At the end of October, BAM organized another edition of its “Meaningful Marketing Talks” at the Kruitfabriek in Vilvoorde, this time on privacy and ethics. One of the noted speakers there was Géraldine Proust of ESOMAR. She talked about the importance of using unbiased and representative data in market research.

ESOMAR is a global business community of insights and analytics founded in 1947. The organization has more than 8,000 members including 650 companies from 130 countries. ESOMAR is a strong advocate for following the statistical and analytical techniques of the applied social, behavioral and data sciences when doing market research. And that is precisely what Géraldine Proust came to reiterate.

“Unbiased and representative market research doesn’t just happen, it’s a continuous industry effort,” she says. “At ESOMAR we set guidelines that ensure that data is processed in an ethical and legal way that protects the rights of research participants and data subjects. Now AI is increasingly used in our field, using correct data is becoming increasingly important.”

Secondary data

This especially plays a role when market researchers use so-called “secondary data”, Proust argues. “Secondary data are data that you didn’t collect yourself and thus come from an external source, say IoT-systems or social media.
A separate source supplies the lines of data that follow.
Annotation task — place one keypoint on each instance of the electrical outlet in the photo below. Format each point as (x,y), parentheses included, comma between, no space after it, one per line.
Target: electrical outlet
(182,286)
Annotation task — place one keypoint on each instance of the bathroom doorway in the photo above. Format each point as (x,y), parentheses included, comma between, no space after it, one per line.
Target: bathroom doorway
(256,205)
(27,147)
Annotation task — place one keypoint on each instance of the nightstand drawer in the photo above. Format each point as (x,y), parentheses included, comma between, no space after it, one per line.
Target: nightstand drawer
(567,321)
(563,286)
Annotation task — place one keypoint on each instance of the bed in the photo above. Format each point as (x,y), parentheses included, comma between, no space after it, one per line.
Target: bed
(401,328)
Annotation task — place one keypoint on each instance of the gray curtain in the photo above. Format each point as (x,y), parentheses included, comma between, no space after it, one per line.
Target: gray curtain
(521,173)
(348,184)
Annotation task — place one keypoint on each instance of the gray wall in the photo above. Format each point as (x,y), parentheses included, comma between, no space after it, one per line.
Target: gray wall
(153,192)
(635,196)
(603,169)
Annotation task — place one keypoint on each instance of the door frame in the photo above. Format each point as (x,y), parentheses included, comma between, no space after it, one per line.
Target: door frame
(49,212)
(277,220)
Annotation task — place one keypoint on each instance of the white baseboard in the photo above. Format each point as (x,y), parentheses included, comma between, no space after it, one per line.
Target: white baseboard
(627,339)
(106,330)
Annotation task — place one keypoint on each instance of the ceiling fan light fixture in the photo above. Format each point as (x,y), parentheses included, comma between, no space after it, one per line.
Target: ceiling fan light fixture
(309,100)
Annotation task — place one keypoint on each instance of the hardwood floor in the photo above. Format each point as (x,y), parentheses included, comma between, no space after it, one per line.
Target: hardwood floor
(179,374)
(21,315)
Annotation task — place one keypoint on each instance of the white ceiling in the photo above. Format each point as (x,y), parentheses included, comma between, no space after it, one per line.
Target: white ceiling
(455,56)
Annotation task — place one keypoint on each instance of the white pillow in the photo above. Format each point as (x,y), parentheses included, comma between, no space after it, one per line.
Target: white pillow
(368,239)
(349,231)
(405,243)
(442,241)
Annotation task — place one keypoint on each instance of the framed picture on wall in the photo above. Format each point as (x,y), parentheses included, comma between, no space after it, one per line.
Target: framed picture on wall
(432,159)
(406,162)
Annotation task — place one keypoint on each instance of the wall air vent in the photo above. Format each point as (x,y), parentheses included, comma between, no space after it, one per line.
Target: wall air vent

This data should not be deployed without asking fundamental questions about its provenance: was there a thorough assessment for the first collection of data? Was the data collected with the knowledge of the participants? The role of the researcher is increasingly evolving from data collector to data curator: he or she must focus much more on organizing and integrating the data.”

For this reason, ESOMAR and GRBN (Global Research Business Network) developed a guideline on processing secondary data. This guideline highlights the need for transparency about data sources and includes a set of requirements. These enable clients and other data users to make informed judgements about the validity of the data and whether it is representative. The requirements also cover methods of statistical analysis and, where relevant, methods to clean the data.

In addition, ESOMAR has created a “Data Protection Checklist” to help researchers ensure they have covered the fundamental requirements when collecting and using data. For instance, there must always be a legal basis for processing personal data (through consent or a contract, for example) and personal data must always be as up to date and accurate as possible. Proust: “Data must of course also always be kept secure and there must be clear internal rules around how the data is used. If, for example, cloud services are used to store the data, the risks of this must be clearly identified and kept under control.”

The guidelines can be found at

Questions to help buyers purchase online samples

ESOMAR has also drafted a set of questions that buyers should ask when evaluating the offerings of different online sample providers (samples are a selection of participants to take part in a research project). The original set of questions was made in 2006. It was updated in 2012 and the most recent version was released in March 2021, it compiles 37 questions. “What information about a project is given to potential participants before they choose whether to take the survey or not? How often can the same individual participate in a survey? How does this vary across your sample sources? What recruitment channels are you using for each of the sources?”, gives Proust as examples. “But also: what form of validation do you use to ensure each participant is real, unique, are who they say they are? How can participants provide, manage and revise consent for the processing of their personal data? What support channels do you provide for participants? This guide provides the sample buyer with a framework to evaluate the services of the sample provider, offers questions that should be asked and indicates the issues buyers should expect to be covered in an answer.”

More than a checklist, the questions should be used as the basis of a conversation between the buyer and the seller, says Proust, depending on what it is important for the specific buyer. “There are generally no right or wrong answers to these questions, the answer depends on the context and the kind of research. This is all about the quality of exchange and how it is working and helping people to become more aware of what their options are, what is important and what is not.”

Five principles for AI

As Proust pointed out, especially in the AI era, it is necessary to thoroughly define the methodologies of investigations. Accordingly, ESOMAR launched discussions to develop its own ethical framework on how to use artificial intelligence at its most recent conference. “That framework is based on five major principles,” she explains. “The first is that AI should be used for good in market research. For example, to provide an unbiased, representative voice. Or to support that research is conducted ethically. The second is that AI systems should do no harm: we want to avoid discrimination and deep fakes and be transparent to individuals. The third principle is that there should be human oversight of AI systems. It is essential that there be responsible human beings for the organization, use and protocols around AI. The fourth principle is that AI should promote prosperity and avoid unfairness. Training data should be unbiased and representative of target groups. This can be done through correct methods of obtaining the sample. Last but not least, AI systems must be explainable, and developers and users must be held accountable for AI outcomes. AI should be verifiable, so the use of ‘black box’ systems (where no one can really explain how they work) should be avoided.”

Best practices to measure demographics

To finish, the last tool ESOMAR developed, was a series of evidence based best practices to measure demographics in a uniform way. Proust: “ESOMAR experts take into consideration data protection and privacy, while developing these best practices, for example data minimization for age as we do not encourage collecting the date of birth. Our recommendations will improve quality standards and produce results that are more comparable from one project/region to another thus facilitating multi-country research projects. This will help researchers and clients everywhere to improve research standards. ESOMAR consults the broader industry in its guidance and best practices before adopting them, so everyone is welcome to share opinions and suggestions with the professional standards team.”